The management of virtual machine cluster (VMC) is challenging owing to the reliability requirements, such as non-stop service, failure tolerance, etc. Distributed snapshot of VMC is one promising approach to support system reliability, it allows the system administrators of data centers to recover the system from failure, and resume the execution from a intermediate state rather than the initial state. However, due to the heavyweight nature of virtual machine (VM) technology, applications running in the VMC suffer from long downtime and performance degradation during snapshot.

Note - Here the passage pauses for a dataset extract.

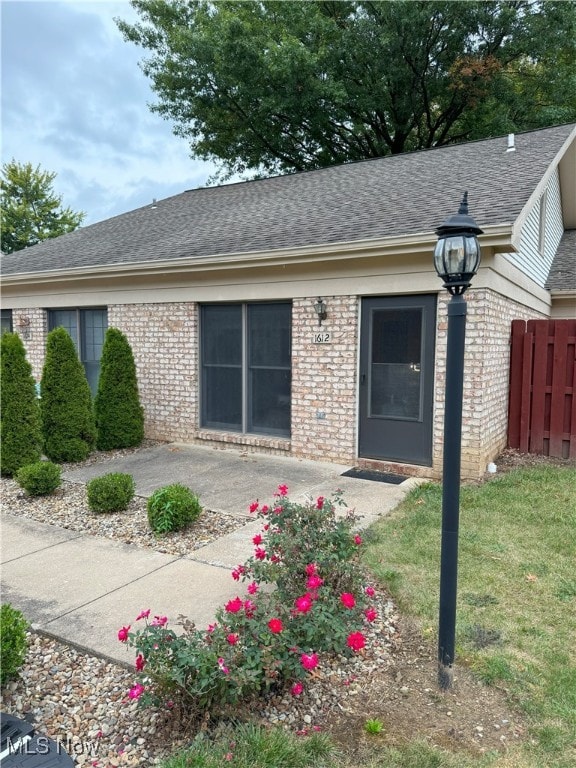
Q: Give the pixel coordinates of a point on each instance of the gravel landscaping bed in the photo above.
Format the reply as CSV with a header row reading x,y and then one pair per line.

Besides, the discrepancy of snapshot completion times among VMs brings the TCP backoff problem, resulting in network interruption between two communicating VMs. This paper proposes HotSnap, a VMC snapshot approach designed to enable taking hot distributed snapshot with milliseconds system downtime and TCP backoff duration. At the core of HotSnap is transient snapshot that saves the minimum instantaneous state in a short time, and full snapshot which saves the entire VM state during normal operation. We then design the snapshot protocol to coordinate the individual VM snapshots into the global consistent state of VMC. We have implemented HotSnap on QEMU/KVM, and conduct several experiments to show the effectiveness and efficiency. Compared to the live migration based distributed snapshot technique which brings seconds of system downtime and network interruption, HotSnap only incurs tens of milliseconds.